Since 2009, this blog, among other personal projects, was hosted on a VM on Rackspace. The $20 per month I was paying finally got to me, and I decided to migrate it to a new host. I selected Google Cloud Run. To do that, I needed to repackage the site into a Docker Container and migrate the domain.

This site is built using Jekyll, which is a static site generator. I write the posts in markdown, and Jekyll transforms them into styled HTML. The site search is run with Javascript and a generated JSON site index.

Previously, I ran the Jekyll commands to build the site and manually uploaded them to the VM with SCP. I thought, if I’m going to migrate to a cloud native, containerized platform I should also replace the old-school techniques that I was using for build/release.

All of the code for this site, including the build/deploy process, is on Github.

Step 1 - Containerize the Build

The old way:

# deploy.sh
bundle exec jekyll build
scp -r _site/* venus@konrness.com:/vweb/konrness.com/docs/

The new way:

# build.sh
export JEKYLL_VERSION=2.5.3
docker run --rm \
  --volume="$PWD:/srv/jekyll" \
  -it jekyll/jekyll:$JEKYLL_VERSION \
  jekyll build

The benefits of containerizing the build process is that I no longer need to maintain a local Ruby installation and mess around with managing dependencies.
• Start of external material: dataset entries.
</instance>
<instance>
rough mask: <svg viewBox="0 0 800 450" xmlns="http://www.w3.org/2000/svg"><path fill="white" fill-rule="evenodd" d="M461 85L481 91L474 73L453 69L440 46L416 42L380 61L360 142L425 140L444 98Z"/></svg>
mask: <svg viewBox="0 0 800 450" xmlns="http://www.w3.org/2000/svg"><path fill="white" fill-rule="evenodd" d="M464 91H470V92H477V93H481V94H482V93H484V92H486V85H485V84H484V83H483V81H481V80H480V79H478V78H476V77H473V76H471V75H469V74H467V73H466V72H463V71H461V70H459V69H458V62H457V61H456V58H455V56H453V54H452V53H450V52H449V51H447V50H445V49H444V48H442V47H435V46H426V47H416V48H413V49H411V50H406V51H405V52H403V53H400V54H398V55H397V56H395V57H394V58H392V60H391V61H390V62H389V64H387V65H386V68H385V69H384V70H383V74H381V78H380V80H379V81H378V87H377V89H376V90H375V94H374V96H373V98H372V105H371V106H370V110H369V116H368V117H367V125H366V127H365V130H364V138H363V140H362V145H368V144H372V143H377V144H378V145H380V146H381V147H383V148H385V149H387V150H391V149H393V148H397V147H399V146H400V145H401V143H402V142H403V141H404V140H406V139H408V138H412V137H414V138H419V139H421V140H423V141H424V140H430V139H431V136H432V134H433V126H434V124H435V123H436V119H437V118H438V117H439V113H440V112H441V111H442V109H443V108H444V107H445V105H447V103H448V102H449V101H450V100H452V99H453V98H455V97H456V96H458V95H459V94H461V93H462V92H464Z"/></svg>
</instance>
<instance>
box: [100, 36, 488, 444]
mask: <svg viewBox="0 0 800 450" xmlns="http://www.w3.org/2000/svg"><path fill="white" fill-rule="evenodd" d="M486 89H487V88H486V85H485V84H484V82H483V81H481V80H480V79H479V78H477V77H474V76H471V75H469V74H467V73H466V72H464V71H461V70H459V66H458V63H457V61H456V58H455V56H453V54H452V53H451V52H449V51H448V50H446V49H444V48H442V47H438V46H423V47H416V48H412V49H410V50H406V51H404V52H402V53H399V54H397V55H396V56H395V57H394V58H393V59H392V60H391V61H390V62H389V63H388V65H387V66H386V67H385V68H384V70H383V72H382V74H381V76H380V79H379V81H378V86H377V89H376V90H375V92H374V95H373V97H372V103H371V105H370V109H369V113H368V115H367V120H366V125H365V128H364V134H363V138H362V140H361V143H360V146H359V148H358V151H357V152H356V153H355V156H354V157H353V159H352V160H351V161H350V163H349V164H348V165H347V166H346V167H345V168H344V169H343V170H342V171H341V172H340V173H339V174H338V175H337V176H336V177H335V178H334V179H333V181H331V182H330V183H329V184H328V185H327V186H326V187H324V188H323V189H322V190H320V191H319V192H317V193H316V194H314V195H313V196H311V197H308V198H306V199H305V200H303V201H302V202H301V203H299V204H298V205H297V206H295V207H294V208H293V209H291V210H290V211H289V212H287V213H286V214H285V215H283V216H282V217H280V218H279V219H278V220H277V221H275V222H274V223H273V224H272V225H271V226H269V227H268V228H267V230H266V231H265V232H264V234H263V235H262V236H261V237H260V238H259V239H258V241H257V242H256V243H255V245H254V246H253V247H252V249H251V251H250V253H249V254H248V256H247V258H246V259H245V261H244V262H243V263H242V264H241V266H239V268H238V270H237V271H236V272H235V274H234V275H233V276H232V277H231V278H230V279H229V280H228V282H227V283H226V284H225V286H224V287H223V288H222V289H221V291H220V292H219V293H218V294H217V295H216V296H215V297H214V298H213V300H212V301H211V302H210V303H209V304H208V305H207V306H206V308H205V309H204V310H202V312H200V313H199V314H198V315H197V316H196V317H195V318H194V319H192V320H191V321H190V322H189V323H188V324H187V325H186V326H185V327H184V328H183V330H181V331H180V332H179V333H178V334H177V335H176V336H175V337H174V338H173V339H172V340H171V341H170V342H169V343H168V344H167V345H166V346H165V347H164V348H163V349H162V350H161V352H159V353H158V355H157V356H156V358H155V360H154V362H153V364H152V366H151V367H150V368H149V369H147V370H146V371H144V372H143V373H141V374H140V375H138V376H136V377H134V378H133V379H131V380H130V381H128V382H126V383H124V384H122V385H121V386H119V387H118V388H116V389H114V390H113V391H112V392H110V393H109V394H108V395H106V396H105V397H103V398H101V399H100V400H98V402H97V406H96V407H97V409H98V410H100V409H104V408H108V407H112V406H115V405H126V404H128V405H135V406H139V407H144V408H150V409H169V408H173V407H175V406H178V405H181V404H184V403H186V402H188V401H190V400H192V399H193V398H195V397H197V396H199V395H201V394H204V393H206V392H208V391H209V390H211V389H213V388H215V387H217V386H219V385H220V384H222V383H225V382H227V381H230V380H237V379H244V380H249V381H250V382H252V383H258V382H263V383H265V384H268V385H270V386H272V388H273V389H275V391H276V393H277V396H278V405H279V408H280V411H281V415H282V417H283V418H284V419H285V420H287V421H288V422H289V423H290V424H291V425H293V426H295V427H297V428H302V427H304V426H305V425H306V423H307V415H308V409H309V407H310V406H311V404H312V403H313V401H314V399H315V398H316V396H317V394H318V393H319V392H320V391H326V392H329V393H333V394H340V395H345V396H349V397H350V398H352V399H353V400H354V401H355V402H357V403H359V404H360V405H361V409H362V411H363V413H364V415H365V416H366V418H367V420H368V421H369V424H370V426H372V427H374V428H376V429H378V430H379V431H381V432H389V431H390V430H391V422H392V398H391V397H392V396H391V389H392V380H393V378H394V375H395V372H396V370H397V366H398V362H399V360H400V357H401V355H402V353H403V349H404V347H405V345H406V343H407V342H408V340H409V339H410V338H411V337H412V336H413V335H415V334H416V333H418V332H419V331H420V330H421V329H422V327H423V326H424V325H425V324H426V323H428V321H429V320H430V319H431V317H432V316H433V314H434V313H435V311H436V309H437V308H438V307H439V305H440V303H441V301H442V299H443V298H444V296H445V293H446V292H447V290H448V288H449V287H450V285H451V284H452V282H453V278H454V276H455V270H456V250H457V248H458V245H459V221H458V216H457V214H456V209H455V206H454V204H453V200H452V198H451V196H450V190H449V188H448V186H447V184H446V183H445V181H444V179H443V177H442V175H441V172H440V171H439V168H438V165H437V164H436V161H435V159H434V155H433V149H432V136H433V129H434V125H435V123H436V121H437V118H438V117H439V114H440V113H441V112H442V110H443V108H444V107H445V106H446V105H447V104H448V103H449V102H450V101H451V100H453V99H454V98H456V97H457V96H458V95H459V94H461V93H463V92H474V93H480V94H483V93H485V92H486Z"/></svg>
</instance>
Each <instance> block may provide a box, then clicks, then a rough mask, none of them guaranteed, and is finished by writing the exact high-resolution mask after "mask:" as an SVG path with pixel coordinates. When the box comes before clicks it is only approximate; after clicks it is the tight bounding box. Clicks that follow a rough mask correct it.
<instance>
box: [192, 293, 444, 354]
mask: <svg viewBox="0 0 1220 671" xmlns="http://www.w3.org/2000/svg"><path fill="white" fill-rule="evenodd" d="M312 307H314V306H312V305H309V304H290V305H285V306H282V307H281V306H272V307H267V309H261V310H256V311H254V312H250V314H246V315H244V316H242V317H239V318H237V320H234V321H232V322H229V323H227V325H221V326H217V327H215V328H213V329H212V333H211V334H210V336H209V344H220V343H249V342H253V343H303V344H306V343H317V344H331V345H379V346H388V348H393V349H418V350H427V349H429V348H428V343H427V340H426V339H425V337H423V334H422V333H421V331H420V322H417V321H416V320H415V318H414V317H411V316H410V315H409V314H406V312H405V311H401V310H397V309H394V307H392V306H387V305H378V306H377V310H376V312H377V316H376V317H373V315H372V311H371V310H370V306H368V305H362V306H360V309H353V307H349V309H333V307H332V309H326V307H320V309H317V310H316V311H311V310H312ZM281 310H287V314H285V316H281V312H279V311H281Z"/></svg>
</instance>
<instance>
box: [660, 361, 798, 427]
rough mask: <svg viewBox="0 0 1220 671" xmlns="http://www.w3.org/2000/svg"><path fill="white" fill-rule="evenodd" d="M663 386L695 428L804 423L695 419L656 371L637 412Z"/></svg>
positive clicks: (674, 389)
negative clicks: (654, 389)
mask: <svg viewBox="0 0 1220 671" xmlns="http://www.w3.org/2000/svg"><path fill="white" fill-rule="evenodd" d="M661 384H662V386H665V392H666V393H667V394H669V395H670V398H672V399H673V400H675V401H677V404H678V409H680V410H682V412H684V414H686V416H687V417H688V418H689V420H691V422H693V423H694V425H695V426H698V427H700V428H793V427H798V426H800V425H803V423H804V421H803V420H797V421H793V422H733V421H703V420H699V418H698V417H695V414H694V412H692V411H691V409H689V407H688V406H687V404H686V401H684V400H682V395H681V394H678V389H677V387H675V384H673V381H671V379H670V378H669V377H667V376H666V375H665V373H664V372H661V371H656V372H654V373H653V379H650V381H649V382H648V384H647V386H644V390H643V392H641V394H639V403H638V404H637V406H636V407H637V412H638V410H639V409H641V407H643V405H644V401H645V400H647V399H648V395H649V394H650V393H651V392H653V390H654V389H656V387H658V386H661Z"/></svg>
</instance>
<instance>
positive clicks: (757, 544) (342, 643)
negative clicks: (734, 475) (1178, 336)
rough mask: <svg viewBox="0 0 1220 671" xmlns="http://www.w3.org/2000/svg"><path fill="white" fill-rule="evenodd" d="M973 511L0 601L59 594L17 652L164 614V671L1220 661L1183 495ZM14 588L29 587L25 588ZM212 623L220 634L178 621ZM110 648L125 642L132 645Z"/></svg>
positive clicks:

Everything is built into the jekyll/jekyll Docker image and self-contained. When I’m done building, the container dies and nothing hangs around.

The result of this build is a new _site folder which is the static contents of the generated site, including directories, static assets (JS, CSS, fonts, etc.) and HTML files.

Step 2 - Create a deployable artifact

Now that I have the site generated, the second step of the build.sh script packages the code into a Docker container.

# build.sh (continued)
docker build -t konrness/konrness.com .

Since the site is entirely static, I am using the nginx:alpine Docker image to deliver the site.

The Dockerfile is as simple as:

# Dockerfile
FROM nginx:alpine
COPY _site /usr/share/nginx/html

This copies the static site from _site into the default web directory for the nginx container.

I can then run this Docker container locally to preview and test the site.

# run.sh
docker run -p 8080:80 -it konrness/konrness.com

Step 3 - Publish to Docker Hub

Once I have validated locally that the Docker image I have created is ready for release, I tag and push to Docker Hub and GCP Container Registry.

# release.sh
timestamp=$(date +%y.%-m.%-d)
echo Tagging version $timestamp
docker tag konrness/konrness.com konrness/konrness.com:$timestamp
echo Pushing tag: $timestamp
docker push konrness/konrness.com:$timestamp
echo Pushing tag: latest
docker push konrness/konrness.com:latest
echo Pruning...
docker system prune -f

The tag to be deployed is versioned based on the date. For instance, the tag I push on April 16th, 2021 would be named konrness/konrness.com:21.4.16. I push the tag to both Docker Hub as well as my personal Google Cloud Platform Container Registry because I am hosting the site on GCP Cloud Run, and Cloud Run does not support pulling Docker images from Docker Hub.

Step 4 - Deploy to Cloud Run

The last step of the release.sh script is to deploy to Cloud Run.

# release.sh (continued)
echo Deploying to Cloud Run
gcloud run deploy konrness-com --image gcr.io/personal-sites-310123/konrness.com:$timestamp --region us-central1 --platform managed

Easy as that.

What’s Next

This build and release process is currently entirely scripted, and only run on my local workstation. In a future iteration of this, I plan to implement a CI/CD solution that will automate the process for me. I’ll link to that here, when I get to it.